CHICAGO – Moody’s Investors Service affirmed Midway International Airport’s single-A level ratings Tuesday and said it should not see a significant credit impact from Chicago’s effort to privatize the airfield, which served a record number of passengers last year.

The agency rates the 85-year-old airport’s first lien revenue bonds A2 and the second lien bonds A3. A stable outlook is assigned to the airport’s $1.4 billion of outstanding debt, which would be retired if the city opts to lease the airport.

The city announced on Monday that the airport saw a record 9.67 million passengers travel through it gates last year, up 3.35 % from 2011. The record breaks one set in 2004 when the airport saw 9.5 million enplanements.

Continued growth is expected this year. Five airlines provide 510 daily flights to 65 destinations , led by Southwest Airlines which expanded service there last year. “It is a major driver of economic activity and job growth for the city of Chicago and I am pleased that it continues to grow,” Mayor Rahm Emanuel said in a statement.

Midway’s growth bodes well for its appeal with potential investors but Southwest’s dominance is both a credit strength and challenge and the high cost per passenger are factors that potential investors will consider in their valuation, market participants said.

The Federal Aviation Administration last month cleared the path for Chicago to consider privatizing Midway under a federal pilot program by allowing the city to release a request for qualifications from potential bidders. The RFQ asks prospective bidders to submit their interest and qualifications with responses due by February 22. Former Mayor Richard Daley had reached a $2.5 billion lease deal but the deal fell through in 2009 due to tightened credit markets.

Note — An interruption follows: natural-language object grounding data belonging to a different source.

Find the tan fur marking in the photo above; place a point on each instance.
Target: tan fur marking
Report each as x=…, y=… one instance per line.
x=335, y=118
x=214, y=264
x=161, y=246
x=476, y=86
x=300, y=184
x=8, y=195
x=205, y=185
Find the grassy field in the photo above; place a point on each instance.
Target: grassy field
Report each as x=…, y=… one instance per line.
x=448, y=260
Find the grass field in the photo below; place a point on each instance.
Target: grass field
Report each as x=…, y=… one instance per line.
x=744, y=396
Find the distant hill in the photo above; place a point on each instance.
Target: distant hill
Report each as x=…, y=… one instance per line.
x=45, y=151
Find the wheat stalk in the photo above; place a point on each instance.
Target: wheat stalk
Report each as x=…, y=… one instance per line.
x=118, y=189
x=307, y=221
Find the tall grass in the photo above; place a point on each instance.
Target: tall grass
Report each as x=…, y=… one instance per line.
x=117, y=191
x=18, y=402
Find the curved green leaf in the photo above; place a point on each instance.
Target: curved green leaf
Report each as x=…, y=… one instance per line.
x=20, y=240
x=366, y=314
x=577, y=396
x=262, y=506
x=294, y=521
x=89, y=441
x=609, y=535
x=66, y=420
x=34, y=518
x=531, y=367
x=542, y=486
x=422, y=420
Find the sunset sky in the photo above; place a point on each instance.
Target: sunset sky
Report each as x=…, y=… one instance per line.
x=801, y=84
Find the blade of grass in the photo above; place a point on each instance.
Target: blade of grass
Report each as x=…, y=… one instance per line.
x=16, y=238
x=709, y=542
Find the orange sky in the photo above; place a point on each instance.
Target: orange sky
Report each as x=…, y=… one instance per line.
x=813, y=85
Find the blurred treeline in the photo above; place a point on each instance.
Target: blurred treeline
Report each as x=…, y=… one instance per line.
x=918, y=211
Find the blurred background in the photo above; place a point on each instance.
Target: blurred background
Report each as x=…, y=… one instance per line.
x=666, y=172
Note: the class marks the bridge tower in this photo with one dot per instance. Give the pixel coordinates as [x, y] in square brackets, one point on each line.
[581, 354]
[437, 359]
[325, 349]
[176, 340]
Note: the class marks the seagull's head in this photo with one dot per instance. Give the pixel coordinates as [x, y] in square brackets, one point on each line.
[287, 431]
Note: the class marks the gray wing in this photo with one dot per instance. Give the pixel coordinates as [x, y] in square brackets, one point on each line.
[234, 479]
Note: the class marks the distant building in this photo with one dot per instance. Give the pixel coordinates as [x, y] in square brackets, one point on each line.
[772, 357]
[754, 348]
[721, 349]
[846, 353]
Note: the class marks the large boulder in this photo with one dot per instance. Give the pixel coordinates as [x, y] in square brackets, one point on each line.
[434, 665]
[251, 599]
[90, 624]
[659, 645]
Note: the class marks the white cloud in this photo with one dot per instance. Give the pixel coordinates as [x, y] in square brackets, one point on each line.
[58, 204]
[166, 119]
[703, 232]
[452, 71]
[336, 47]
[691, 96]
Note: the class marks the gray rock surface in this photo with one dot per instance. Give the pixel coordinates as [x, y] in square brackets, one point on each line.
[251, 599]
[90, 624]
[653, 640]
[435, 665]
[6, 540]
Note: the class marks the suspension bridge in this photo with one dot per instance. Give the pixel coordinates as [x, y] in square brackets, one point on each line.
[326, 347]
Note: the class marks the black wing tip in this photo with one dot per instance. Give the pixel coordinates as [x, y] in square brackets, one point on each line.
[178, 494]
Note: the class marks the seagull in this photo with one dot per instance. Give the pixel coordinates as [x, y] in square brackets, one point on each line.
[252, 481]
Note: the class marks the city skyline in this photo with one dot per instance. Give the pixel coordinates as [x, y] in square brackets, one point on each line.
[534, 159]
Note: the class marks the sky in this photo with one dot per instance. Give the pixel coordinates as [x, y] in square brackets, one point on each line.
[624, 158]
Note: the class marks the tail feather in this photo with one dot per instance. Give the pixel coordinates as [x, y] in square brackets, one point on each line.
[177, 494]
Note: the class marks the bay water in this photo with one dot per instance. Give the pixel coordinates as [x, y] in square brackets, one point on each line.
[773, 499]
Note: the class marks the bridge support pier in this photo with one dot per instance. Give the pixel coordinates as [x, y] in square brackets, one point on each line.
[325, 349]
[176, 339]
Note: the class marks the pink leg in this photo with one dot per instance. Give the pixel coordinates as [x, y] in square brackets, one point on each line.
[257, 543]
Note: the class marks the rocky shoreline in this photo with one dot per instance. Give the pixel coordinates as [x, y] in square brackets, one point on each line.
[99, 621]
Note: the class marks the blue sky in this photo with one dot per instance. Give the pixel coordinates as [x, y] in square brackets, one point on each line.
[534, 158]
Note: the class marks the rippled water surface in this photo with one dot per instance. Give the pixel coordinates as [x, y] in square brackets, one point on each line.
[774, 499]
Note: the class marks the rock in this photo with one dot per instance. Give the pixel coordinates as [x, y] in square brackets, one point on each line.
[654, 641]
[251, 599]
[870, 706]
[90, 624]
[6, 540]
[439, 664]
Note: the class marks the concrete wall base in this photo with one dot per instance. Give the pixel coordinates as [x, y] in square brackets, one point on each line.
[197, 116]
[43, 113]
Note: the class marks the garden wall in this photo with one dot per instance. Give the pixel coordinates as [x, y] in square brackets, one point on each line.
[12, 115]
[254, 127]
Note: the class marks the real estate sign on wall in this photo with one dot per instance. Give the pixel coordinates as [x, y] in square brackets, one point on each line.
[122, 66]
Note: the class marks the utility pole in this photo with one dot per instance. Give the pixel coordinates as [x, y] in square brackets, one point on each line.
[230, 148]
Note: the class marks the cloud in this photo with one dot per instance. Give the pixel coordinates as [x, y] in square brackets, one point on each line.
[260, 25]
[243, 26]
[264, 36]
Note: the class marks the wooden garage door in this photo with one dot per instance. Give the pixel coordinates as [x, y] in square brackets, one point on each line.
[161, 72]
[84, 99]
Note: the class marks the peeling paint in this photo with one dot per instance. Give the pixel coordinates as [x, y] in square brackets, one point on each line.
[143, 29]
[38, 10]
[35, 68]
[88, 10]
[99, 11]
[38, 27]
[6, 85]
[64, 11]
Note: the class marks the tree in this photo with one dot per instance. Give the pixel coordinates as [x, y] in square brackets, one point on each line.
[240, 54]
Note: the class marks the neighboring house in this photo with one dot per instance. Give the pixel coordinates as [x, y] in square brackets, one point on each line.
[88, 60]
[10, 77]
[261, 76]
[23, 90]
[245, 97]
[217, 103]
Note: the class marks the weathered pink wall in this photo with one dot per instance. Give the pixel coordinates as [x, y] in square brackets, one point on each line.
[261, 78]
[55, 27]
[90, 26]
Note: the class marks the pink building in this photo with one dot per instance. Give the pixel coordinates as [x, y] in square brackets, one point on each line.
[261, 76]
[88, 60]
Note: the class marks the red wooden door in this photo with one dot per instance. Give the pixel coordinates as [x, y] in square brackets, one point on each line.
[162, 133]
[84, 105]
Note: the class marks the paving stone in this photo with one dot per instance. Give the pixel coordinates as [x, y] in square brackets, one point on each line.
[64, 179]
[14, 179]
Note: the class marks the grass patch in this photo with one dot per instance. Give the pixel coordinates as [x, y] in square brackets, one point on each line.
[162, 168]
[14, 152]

Chicago will use the results of the RFQ to determine whether to proceed with a formal bidding process later this year. Emanuel has pledged that any deal would benefit both city taxpayers and airport users and a special panel would represent their interests in reviewing a potential deal.

Moody’s described as credit strengths the airport’s strong niche service in a diverse market, it’s key role as a provider of east-west connections for Southwest, and a new 15-year airline use agreement.

Southwest accounts for more than 90% of passenger travel, which has bolstered the airport’s operations, but such concentration leaves the airport susceptible to the airline’s fortunes. The airport’s high debt levels and operating costs also pose a credit challenge with cost-per-passenger level well above the median which could discourage additional operators. The city also must refinance mandatory tenders coming due in 2015 and 2016 if it does not pursue a lease deal.

Moody’s said its stable outlook reflects the view that enplanements will continue to grow, Southwest will continue to utilize the airport at current levels, and that the capital plan will be modest because the recent terminal redevelopment program has been completed.

“The rating and outlook are additionally based on Moody’s expectations that existing bonds will be redeemed or defeased in the event of a successful privatization,” analysts added.

While the city has said it’s still only exploring a lease, U.S. Sen. Dick Durbin, D-Ill., has urged caution, noting the federal investment of $378 million in Midway since 1982, saying some form of repayment could be required.